Explanation about the IAM policy search result.

JSON representation
{ "matchedPermissions": { string: { object (`Permissions`) }, ... } }

Fields

Fields
`matchedPermissions`	`map (key: string, value: object (Permissions))` The map from roles to their included permission matching the permission query (e.g. containing `policy.role.permissions:`). Example role string: "roles/compute.instanceAdmin". The roles can also be found in the returned `policy` bindings. Note that the map is populated only if requesting with a permission query. An object containing a list of `"key": value` pairs. Example: `{ "name": "wrench", "mass": "1.3kg", "count": "3" }`.

matchedPermissions

map (key: string, value: object (Permissions))

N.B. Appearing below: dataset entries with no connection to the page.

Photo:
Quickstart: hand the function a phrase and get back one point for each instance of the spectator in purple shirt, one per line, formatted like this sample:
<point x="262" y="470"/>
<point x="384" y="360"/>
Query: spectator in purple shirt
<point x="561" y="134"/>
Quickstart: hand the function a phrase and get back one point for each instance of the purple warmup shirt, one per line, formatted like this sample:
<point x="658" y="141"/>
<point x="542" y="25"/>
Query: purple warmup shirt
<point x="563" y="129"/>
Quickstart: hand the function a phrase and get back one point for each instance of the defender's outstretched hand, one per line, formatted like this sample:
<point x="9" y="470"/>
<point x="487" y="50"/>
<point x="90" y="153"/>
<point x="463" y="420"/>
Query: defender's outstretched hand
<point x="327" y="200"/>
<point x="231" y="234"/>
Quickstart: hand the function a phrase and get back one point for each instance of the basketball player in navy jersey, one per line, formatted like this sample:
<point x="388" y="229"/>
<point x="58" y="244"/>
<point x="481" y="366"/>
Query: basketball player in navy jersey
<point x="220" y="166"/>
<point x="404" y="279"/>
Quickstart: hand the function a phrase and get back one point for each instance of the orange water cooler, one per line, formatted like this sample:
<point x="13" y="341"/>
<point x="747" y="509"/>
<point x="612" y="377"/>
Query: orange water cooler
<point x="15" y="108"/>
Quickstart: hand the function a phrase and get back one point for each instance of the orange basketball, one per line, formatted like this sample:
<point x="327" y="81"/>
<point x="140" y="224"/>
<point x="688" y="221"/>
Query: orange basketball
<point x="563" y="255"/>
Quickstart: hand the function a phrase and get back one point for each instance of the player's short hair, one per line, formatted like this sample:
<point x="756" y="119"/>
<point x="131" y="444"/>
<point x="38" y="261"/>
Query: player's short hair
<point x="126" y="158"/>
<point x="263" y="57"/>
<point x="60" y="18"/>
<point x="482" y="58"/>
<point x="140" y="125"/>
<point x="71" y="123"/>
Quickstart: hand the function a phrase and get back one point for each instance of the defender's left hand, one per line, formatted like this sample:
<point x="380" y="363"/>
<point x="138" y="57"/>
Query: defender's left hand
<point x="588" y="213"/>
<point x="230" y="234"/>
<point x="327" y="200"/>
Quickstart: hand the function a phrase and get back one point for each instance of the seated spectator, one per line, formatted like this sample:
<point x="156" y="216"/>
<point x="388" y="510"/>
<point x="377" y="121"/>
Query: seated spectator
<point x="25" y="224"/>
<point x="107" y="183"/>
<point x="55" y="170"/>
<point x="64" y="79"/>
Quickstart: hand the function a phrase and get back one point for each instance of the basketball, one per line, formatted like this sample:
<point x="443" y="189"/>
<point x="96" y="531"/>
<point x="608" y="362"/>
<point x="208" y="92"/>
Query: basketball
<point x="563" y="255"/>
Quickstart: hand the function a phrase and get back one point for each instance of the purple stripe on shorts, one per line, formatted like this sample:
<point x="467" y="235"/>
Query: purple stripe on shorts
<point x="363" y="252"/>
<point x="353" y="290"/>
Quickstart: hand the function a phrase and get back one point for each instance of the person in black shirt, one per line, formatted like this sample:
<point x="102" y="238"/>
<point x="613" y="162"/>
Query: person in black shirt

The map from roles to their included permission matching the permission query (e.g. containing policy.role.permissions:). Example role string: "roles/compute.instanceAdmin". The roles can also be found in the returned policy bindings. Note that the map is populated only if requesting with a permission query.

An object containing a list of "key": value pairs. Example: { "name": "wrench", "mass": "1.3kg", "count": "3" }.

Permissions

IAM permissions.

JSON representation
{ "permissions": [ string ] }

Fields

Fields
`permissions[]`	`string` A list of permissions. Example permission string: "compute.disk.get".

permissions[]

string

A list of permissions. Example permission string: "compute.disk.get".